Dans la première solution : la vie modèle, l’individu est renvoyé à une norme à respecter : pour les Philippiens de jadis la Loi et tous ses commandements. Pour nous aujourd'hui, la norme a pris d'autres visages: la réussite professionnelle, la performance, l'aisance matérielle, la santé, la jeunesse, la beauté. Chaque jour, nous sommes poussés, pressés de construire notre vie en conformité à ces références, mais que c'est difficile !
Si je m'écarte de la norme, si je n'y arrive pas, je suis vite jugée, à commencer par moi-même ! Donc, je suis sans cesse ramenée à mes limites, à mes failles, à mon impossibilité d'être conforme, parfaite, irréprochable.
Dans la seconde solution : « le modèle de vie », il y a le modèle, c’est le Christ, c'est sa destinée, son action, sa mort, sa résurrection, qui ne sont pas relégués dans un moment donné du passé, mais qui se vivent ici et maintenant dans notre histoire. Le modèle, la référence est bien là, mais pas comme un juge redoutable; il s'offre à nous comme le messager d'une bonne nouvelle.
Ce n'est pas une théorie religieuse, un casse-tête ou une belle idée : le Christ est Présence agissante en nous, dans les profondeurs de l'homme, dans le coeur de l'homme pour nous révéler le Père, pour nous faire goûter l'amour de Dieu.
Ainsi, quand Paul nous dit « imitez-moi », il ne parle pas de copier ses faits et gestes ou sa vertu, il ne nous fait pas la morale, il parle de confiance et d'obéissance. Il nous dit de l'imiter en osant nous engager toujours et à nouveau sur les chemins de l'abandon, du don de soi, du lâcher prise. Imiter Paul, c'est d'abord et avant tout, s'aventurer sur le chemin de Damas qui sera le nôtre. C'est aller jour après jour sur ce chemin de révélation, où il nous est donné d'être rencontrés par le Christ, d'être saisis par une Présence, et d'accueillir une Parole qui nous fonde.

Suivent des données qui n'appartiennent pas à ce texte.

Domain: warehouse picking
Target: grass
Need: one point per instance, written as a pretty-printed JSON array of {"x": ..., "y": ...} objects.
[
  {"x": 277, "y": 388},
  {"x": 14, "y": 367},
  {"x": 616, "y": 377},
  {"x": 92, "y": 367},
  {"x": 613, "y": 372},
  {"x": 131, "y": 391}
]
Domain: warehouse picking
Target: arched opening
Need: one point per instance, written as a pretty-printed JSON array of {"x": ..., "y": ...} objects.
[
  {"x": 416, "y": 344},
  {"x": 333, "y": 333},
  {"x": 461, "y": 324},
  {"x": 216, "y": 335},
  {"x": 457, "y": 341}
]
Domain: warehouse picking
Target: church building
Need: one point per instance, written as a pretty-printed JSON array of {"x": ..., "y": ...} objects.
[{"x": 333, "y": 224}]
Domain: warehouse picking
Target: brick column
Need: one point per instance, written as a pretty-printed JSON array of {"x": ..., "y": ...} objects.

Ainsi donc nous sommes rencontrés.
Vivre, nous arrive d'ailleurs.
Il faudrait prêter plus souvent
attention à cette bonne nouvelle.
Cesser d'aller dans nos vies
comme si de rien n'était.
Car c'est le rien qui est tout
et qui fait tenir debout.
Rester dans ce tremblement
de l'être qui est la force des humbles
et respirer le Souffle
comme un pain quotidien
façonné par les mains divines
au jardin de l'invisible.
(F. Carillo)
Amen !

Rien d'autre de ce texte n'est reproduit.